Writer-director Paul Weitz, who brought us 2002’s About a Boy and 2004’s In Good Company, does a fine job drawing up Martin Tweed (Hugh Grant), a transparently Simon Cowell–ish television personality who lords it over a familiar-looking show called American Dreamz. After heartfelt performances, Tweed says things to Dreamz contestants—many of whom mimic former Idol players—such as “Cindy, I’ve felt this way before. And it was just before I wanted to kill myself.” Weitz goes out of his way to demonstrate that the judge is pretty much the same—straightforward, occasionally mean, unapologetic about his what-are-these-human-emotions attitude—when the cameras are off. When a girlfriend dumps Tweed at the beginning of the movie, he tells her, momentarily all Ryan Seacrest–like, that she’s “amazing.” Then, in self-aware Cowell mode, he says, “You make me feel like being a better person. And I’m not a better person.”

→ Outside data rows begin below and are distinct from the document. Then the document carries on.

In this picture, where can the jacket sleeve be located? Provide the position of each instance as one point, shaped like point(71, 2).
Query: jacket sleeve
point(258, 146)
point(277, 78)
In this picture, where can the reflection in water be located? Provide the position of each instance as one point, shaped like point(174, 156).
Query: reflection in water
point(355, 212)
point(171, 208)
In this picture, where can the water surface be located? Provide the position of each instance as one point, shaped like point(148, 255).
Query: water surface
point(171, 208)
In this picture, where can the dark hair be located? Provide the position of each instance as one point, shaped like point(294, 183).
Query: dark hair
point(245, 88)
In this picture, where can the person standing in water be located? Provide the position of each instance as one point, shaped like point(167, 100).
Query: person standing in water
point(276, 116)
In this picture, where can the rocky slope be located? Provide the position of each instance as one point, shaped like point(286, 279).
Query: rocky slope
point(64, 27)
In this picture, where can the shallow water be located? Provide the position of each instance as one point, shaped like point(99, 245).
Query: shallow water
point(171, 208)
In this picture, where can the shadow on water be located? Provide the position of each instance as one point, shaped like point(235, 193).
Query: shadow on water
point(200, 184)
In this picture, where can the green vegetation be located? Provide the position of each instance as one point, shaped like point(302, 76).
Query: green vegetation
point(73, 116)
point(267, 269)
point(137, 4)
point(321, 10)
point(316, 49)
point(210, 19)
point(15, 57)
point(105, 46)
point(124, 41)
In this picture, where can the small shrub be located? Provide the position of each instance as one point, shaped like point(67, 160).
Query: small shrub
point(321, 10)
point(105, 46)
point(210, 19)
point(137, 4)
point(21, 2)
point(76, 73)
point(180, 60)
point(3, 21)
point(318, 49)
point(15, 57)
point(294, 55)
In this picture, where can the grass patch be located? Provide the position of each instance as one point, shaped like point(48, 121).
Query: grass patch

Grant, who is so much more fun as a self-absorbed font of sarcasm than a gooey romantic lead, gets the bulk of the screen time—and therefore gets the bulk of the humor. He’s, as always, a charming comedian, though he’s matched by Dennis Quaid, who delivers a subtle W, er, President Stanton. With an eerily Laura-cloned first lady (Marcia Gay Harden) at his side, Stanton, who’s been avoiding public appearances for a couple of weeks, makes a decision one day to read some newspapers while he’s eating breakfast. (When his chief of staff, the Cheney-disguised Willem Dafoe, comes into the room, he asks, “What’s with the papers? New puppy?”) The prez takes a lot of hits, from becoming lost when a speech-feeding device pops out of his ear to talking to his wife about her suggestion of “happy pills,” a discussion that leads to an explanation of what a placebo is. “Sometimes I think I’m a placebo!” Quaid’s commander-in-chief declares.

Seth Meyers also gets laughs as Chet, a ruthless agent—as if there were any other kind in Hollywood—out to make a star of Ohio Dreamz-er Sally Kendoo (Mandy Moore). Reality-TV cynics will just get affirmation here: The filming of Sally’s giddily receiving notice that she’s been selected for the show gets two takes because the first wasn’t good enough. And Chet manipulates the broken relationship between Sally and William Williams (Chris Klein)—dumped, he joins the Army and is immediately sent to Iraq—to maximum audience-wooing effect. There’s more lowest-common-denominator-baiting, too: A news report captures Sally at her waitressing job surrounded by, as the caption notes, “unemployed bar patrons.” And her first number is, naturally, “Mom, Don’t Drink Me to Bed Tonight.”

Weitz works terrorism into the plot, too, but despite the currency of its topics, American Dreamz never feels like true satire. It doesn’t make you think, and it won’t make you feel any smarter than watching American Idol does. Like a lot of reality TV, AI at some level wants you to feel superior to the people on it—to believe that you’d at least be a better dresser or social engineer, if not a better singer or judge of talent. Weitz’s critique is built into the show itself, which means American Dreamz needs to do some diagnosis of our screwed-up culture in addition to pointing out its symptoms. If the entertaining script and humorous performances are enough to leave you happy, call them a placebo.